Imagine your out and about and you spot something cool, like a bird in flight.  You snap a  picture with your Iphone.  Later on you manage to get a similar picture using your G5.  Problem is you were a ways away and the bird is pretty small in the shot.  So you take both images and go to your computer and blow them up.  The picture taken with your Iphone.. well the second you start blowing it up and trying to recrop it it starts looking like crud.  The image you took with your G5?  It's a much higher resolution image to begin with so it gives you a whole lot more editing options.  This will very often make the difference between a shot that isn't worth keeping and a really great shot that is worth keeping.


----------



## brunerww (Nov 28, 2013)

Hi honza - welcome to the world of micro 4/3!  I'm guessing that you have the G5 with the 14-42 f3.5-5.6 lens?

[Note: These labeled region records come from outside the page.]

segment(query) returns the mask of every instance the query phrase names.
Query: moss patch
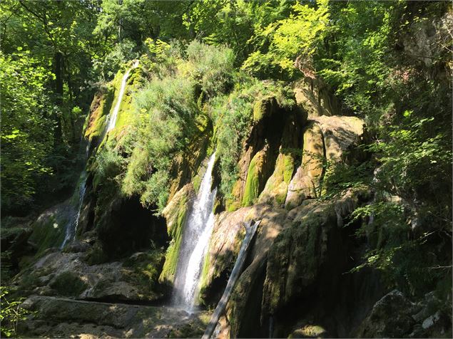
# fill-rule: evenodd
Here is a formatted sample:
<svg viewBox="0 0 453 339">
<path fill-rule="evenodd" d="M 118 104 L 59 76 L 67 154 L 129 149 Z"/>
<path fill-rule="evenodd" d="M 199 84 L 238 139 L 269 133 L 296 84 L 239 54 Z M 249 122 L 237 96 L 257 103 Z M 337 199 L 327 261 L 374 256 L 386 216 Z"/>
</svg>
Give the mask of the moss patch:
<svg viewBox="0 0 453 339">
<path fill-rule="evenodd" d="M 125 280 L 138 286 L 143 298 L 156 299 L 160 296 L 158 278 L 163 260 L 163 249 L 140 253 L 129 258 L 123 266 L 131 268 L 132 271 L 128 271 Z"/>
<path fill-rule="evenodd" d="M 190 186 L 186 185 L 176 193 L 163 212 L 167 219 L 168 232 L 171 241 L 165 256 L 165 263 L 159 277 L 160 282 L 173 283 L 175 278 L 187 214 L 189 190 Z"/>
<path fill-rule="evenodd" d="M 63 203 L 46 211 L 32 224 L 30 241 L 36 244 L 36 256 L 47 249 L 59 246 L 66 235 L 66 227 L 71 221 L 71 207 Z"/>
<path fill-rule="evenodd" d="M 55 278 L 50 286 L 58 294 L 65 296 L 78 296 L 88 286 L 75 273 L 66 271 Z"/>
<path fill-rule="evenodd" d="M 85 127 L 85 137 L 90 142 L 103 134 L 113 100 L 113 88 L 111 85 L 100 90 L 94 96 Z"/>
</svg>

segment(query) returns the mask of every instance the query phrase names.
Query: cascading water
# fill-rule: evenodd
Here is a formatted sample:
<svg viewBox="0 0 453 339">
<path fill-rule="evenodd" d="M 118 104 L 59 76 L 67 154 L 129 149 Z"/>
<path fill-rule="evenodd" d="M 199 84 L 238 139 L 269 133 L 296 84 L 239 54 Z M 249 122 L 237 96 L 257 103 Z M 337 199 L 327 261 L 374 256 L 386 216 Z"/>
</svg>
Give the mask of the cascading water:
<svg viewBox="0 0 453 339">
<path fill-rule="evenodd" d="M 78 192 L 78 206 L 77 208 L 77 213 L 71 216 L 69 221 L 68 221 L 68 224 L 66 224 L 64 239 L 60 246 L 60 249 L 63 249 L 68 241 L 73 240 L 76 238 L 76 234 L 77 234 L 77 226 L 78 226 L 80 213 L 82 210 L 82 204 L 83 202 L 83 198 L 85 197 L 85 192 L 86 191 L 86 172 L 85 170 L 83 170 L 80 174 L 78 182 L 78 189 L 76 191 Z"/>
<path fill-rule="evenodd" d="M 106 130 L 104 130 L 104 135 L 107 132 L 115 128 L 115 125 L 116 125 L 116 118 L 118 118 L 118 113 L 120 110 L 120 106 L 121 105 L 121 101 L 123 100 L 123 95 L 124 95 L 124 90 L 126 90 L 126 85 L 129 77 L 129 74 L 131 73 L 131 71 L 133 68 L 136 68 L 138 67 L 138 61 L 136 60 L 132 67 L 129 68 L 124 75 L 123 76 L 123 80 L 121 80 L 121 86 L 120 87 L 120 92 L 118 95 L 118 99 L 116 100 L 116 104 L 113 108 L 113 112 L 109 115 L 108 118 L 108 123 L 107 125 Z M 81 142 L 83 142 L 83 135 L 81 137 Z M 86 159 L 88 157 L 88 153 L 90 150 L 91 143 L 88 143 L 86 146 L 86 149 L 85 151 L 85 157 Z M 80 175 L 78 179 L 78 184 L 77 186 L 77 189 L 74 192 L 74 194 L 78 194 L 78 204 L 77 206 L 77 212 L 75 212 L 73 211 L 71 216 L 70 217 L 69 221 L 66 224 L 66 227 L 65 229 L 65 236 L 61 245 L 60 246 L 60 249 L 62 249 L 65 245 L 68 243 L 68 241 L 73 241 L 76 238 L 76 234 L 77 234 L 77 227 L 78 226 L 78 221 L 80 219 L 80 214 L 82 209 L 82 204 L 83 202 L 83 198 L 85 197 L 85 192 L 86 191 L 86 172 L 83 170 Z"/>
<path fill-rule="evenodd" d="M 126 83 L 128 80 L 128 78 L 129 77 L 129 74 L 131 73 L 131 71 L 133 68 L 136 68 L 138 67 L 138 61 L 136 60 L 136 62 L 133 63 L 132 67 L 129 68 L 124 75 L 123 76 L 123 80 L 121 81 L 121 87 L 120 87 L 120 93 L 118 95 L 118 100 L 116 100 L 116 105 L 115 105 L 115 108 L 113 108 L 113 111 L 111 113 L 110 115 L 110 118 L 108 119 L 108 125 L 107 125 L 107 132 L 110 132 L 113 128 L 115 128 L 115 125 L 116 125 L 116 118 L 118 118 L 118 112 L 120 110 L 120 106 L 121 105 L 121 101 L 123 100 L 123 95 L 124 95 L 124 90 L 126 89 Z"/>
<path fill-rule="evenodd" d="M 184 228 L 175 274 L 173 303 L 190 312 L 195 307 L 203 259 L 214 226 L 214 199 L 217 189 L 210 190 L 215 153 L 208 167 Z"/>
</svg>

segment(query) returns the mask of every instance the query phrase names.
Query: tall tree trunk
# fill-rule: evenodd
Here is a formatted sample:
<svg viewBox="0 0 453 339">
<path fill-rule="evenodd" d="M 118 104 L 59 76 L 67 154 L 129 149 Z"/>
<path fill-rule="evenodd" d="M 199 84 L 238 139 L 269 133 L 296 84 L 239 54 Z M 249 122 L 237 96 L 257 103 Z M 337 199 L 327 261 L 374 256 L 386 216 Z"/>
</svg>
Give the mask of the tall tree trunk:
<svg viewBox="0 0 453 339">
<path fill-rule="evenodd" d="M 55 94 L 56 95 L 55 103 L 60 109 L 63 106 L 63 53 L 58 51 L 55 53 Z M 63 131 L 61 118 L 58 115 L 56 112 L 54 113 L 54 118 L 56 123 L 54 145 L 56 147 L 63 142 Z"/>
</svg>

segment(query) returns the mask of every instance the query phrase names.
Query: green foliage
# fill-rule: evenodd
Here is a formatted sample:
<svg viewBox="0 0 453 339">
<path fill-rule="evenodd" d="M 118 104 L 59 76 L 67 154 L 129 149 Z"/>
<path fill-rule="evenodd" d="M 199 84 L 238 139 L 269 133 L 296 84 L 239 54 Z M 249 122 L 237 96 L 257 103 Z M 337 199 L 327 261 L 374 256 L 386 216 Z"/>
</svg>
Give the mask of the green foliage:
<svg viewBox="0 0 453 339">
<path fill-rule="evenodd" d="M 1 335 L 6 338 L 16 337 L 19 323 L 30 314 L 29 311 L 21 306 L 25 298 L 9 298 L 6 297 L 9 293 L 8 287 L 0 287 L 0 330 Z"/>
<path fill-rule="evenodd" d="M 243 69 L 261 75 L 285 72 L 292 76 L 297 68 L 312 76 L 312 56 L 328 25 L 328 1 L 318 0 L 316 8 L 296 3 L 292 10 L 289 18 L 273 22 L 260 32 L 269 45 L 250 53 Z"/>
<path fill-rule="evenodd" d="M 1 207 L 29 204 L 39 180 L 51 170 L 46 157 L 53 145 L 51 105 L 44 88 L 51 73 L 29 51 L 0 53 L 1 82 Z"/>
<path fill-rule="evenodd" d="M 228 95 L 218 97 L 210 102 L 220 159 L 220 192 L 227 199 L 230 197 L 233 186 L 238 179 L 238 162 L 243 142 L 253 122 L 257 103 L 262 109 L 262 103 L 274 98 L 282 108 L 289 108 L 294 104 L 292 94 L 282 83 L 243 78 Z M 263 114 L 260 113 L 260 117 Z"/>
<path fill-rule="evenodd" d="M 233 51 L 192 41 L 187 48 L 188 75 L 208 97 L 225 93 L 232 85 Z"/>
<path fill-rule="evenodd" d="M 123 181 L 126 194 L 140 194 L 144 205 L 163 208 L 173 156 L 195 131 L 198 108 L 193 83 L 178 77 L 155 79 L 136 98 L 139 137 Z"/>
<path fill-rule="evenodd" d="M 127 278 L 141 286 L 141 293 L 148 296 L 156 293 L 164 259 L 163 249 L 156 249 L 154 244 L 151 244 L 151 251 L 140 254 L 136 259 L 130 258 L 123 264 L 133 271 Z"/>
</svg>

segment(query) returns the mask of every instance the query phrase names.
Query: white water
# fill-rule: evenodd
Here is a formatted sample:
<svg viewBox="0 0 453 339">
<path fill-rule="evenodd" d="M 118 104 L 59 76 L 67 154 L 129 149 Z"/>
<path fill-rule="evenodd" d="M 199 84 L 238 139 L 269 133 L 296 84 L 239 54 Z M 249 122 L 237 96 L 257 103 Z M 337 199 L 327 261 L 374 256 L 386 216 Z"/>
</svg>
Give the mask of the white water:
<svg viewBox="0 0 453 339">
<path fill-rule="evenodd" d="M 129 74 L 131 73 L 131 71 L 133 68 L 136 68 L 138 67 L 138 61 L 136 61 L 132 65 L 132 67 L 129 68 L 124 75 L 123 76 L 123 80 L 121 81 L 121 87 L 120 87 L 120 93 L 118 95 L 118 100 L 116 100 L 116 105 L 115 105 L 115 108 L 113 108 L 113 111 L 110 115 L 110 118 L 108 119 L 108 125 L 107 125 L 107 132 L 112 130 L 115 128 L 115 125 L 116 125 L 116 118 L 118 118 L 118 112 L 120 110 L 120 106 L 121 105 L 121 101 L 123 100 L 123 95 L 124 95 L 124 90 L 126 89 L 126 83 L 128 80 L 128 78 L 129 77 Z"/>
<path fill-rule="evenodd" d="M 200 191 L 184 227 L 175 274 L 173 303 L 190 312 L 195 306 L 200 276 L 214 226 L 214 199 L 217 189 L 210 190 L 215 153 L 209 158 Z"/>
<path fill-rule="evenodd" d="M 80 174 L 78 189 L 78 206 L 77 208 L 77 213 L 74 215 L 71 215 L 69 221 L 66 224 L 65 230 L 65 236 L 63 243 L 60 246 L 60 249 L 63 249 L 66 243 L 69 241 L 73 241 L 76 239 L 76 234 L 77 234 L 77 227 L 78 226 L 78 219 L 80 219 L 80 213 L 82 210 L 82 204 L 83 202 L 83 198 L 85 197 L 85 192 L 86 191 L 86 172 L 83 170 Z"/>
</svg>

The shallow depth of field and higher resolution that would differentiate any large sensor camera from an iPhone is not really apparent (especially when viewed on a laptop or a tablet screen) until you get to wider apertures and longer focal lengths than you can get with your lens.

It wouldn't cost that much to get an old manual lens to practice with - I have an old 50mm f1.8 Canon FD with an inexpensive adapter that does a pretty good job of shallowing out the DoF.

Here is a picture taken with the Panasonic GH3 and the 50mm Canon FD (no flash).  Settings are f1.8, ISO 200 and 1/40th of a second.  Exposure was biased +1/3 of a stop (no filters, no post-processing):


​

Here is the same picture taken with an iPhone 5 in full auto with flash:

​

The lighting isn't great for either picture, but you get the idea.  In the large sensor photo, note that the Olympus logo on the lens cap is in focus, while the Blackmagic logo on the camera is not - while everything is in relatively harsh focus in the iPhone shot.

If you don't want to fool around with manual lenses, you can get the Olympus 45mm f1.8 for less than $300 and get the same effect.

Hope that's helpful and Happy Thanksgiving!

Bill


----------



## honza (Nov 28, 2013)

This is very helpful. So if I understand correctly, the most important factor in achieving the "bokeh" effect is the distance ratio (how close you are to the subject and the subject to the background), and the sensor size and the lens affects that ratio. For example, in playing around with my iPhone, I could get a blurred background but only if I'm very close to the subject, and the background is far away. Whereas with better equipment, I can adjust that ratio and be further away and still get that effect (correct me if I misunderstand). 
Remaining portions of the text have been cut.